Heart rate (HR) is a parameter with prognostic value in patients with heart failure (HF), reduced ejection fraction and sinus rhythm, showing an inverse relationship with cardiovascular outcomes.1 The ESC Heart Failure guidelines2,3 included the achievement of a HR <70 bpm and a specific drug for HR slowing (ivabradine) in their treatment algorithm.

This indication is based on the SHIFT study4 (stable chronic HF patients). However, in our recently published ETHIC-AHF study,5 we demonstrated the safety and efficacy of early coadministration of ivabradine and beta-blockers (Iv+BB) during hospitalization in patients with acute systolic HF and sinus rhythm. There are no other randomized data on ivabradine use in acute HF.

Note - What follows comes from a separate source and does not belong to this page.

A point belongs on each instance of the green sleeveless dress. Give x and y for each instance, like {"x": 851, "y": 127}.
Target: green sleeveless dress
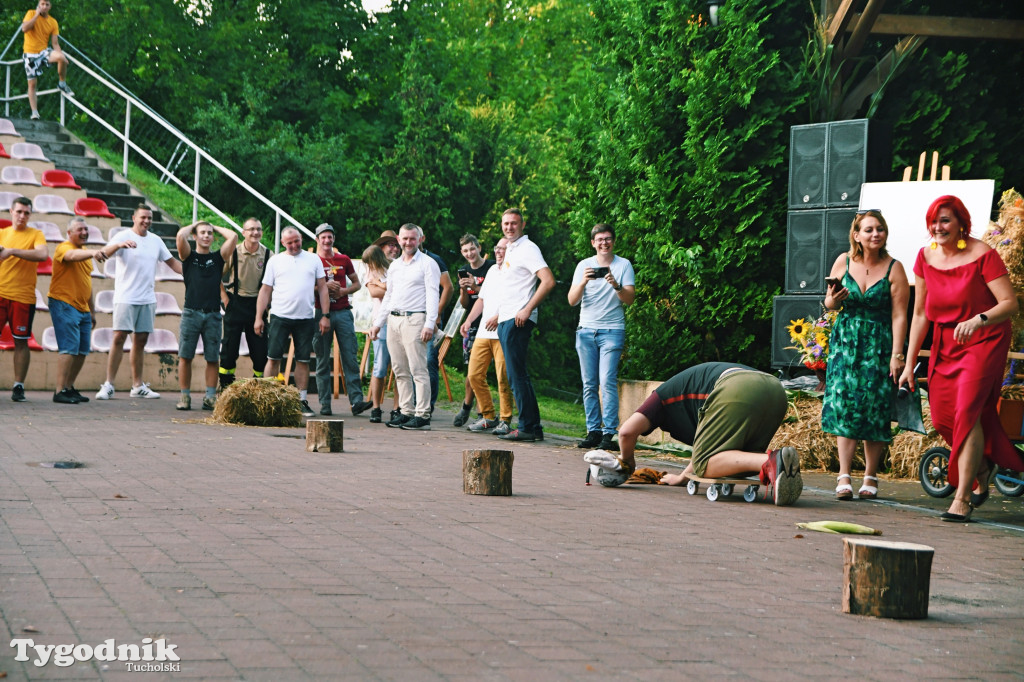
{"x": 858, "y": 398}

The ETHIC-AHF study, whose protocol and results at 4 months have been recently published,5 compared the strategy recommended by guidelines vs that of early simultaneous administration of Iv+BB. The objective of the present study was to analyze the effect of this strategy on the long-term follow-up of these patients. Events during follow-up were analyzed by the Kaplan-Meier method and a Cox regression method was used for time to first event comparison. Analyses were adjusted for baseline HR.

Between November 2013 and April 2015, 71 patients were randomized: 33 to the intervention and 38 to the control group. Both groups were homogeneous in age, sex, blood pressure, HR, B-type natriuretic peptide levels and treatment at discharge. Patients in the intervention group had lower HR at 28 days and 4 months of discharge, greater left ventricular ejection fraction, lower B-type natriuretic peptide levels, and a trend to better functional class.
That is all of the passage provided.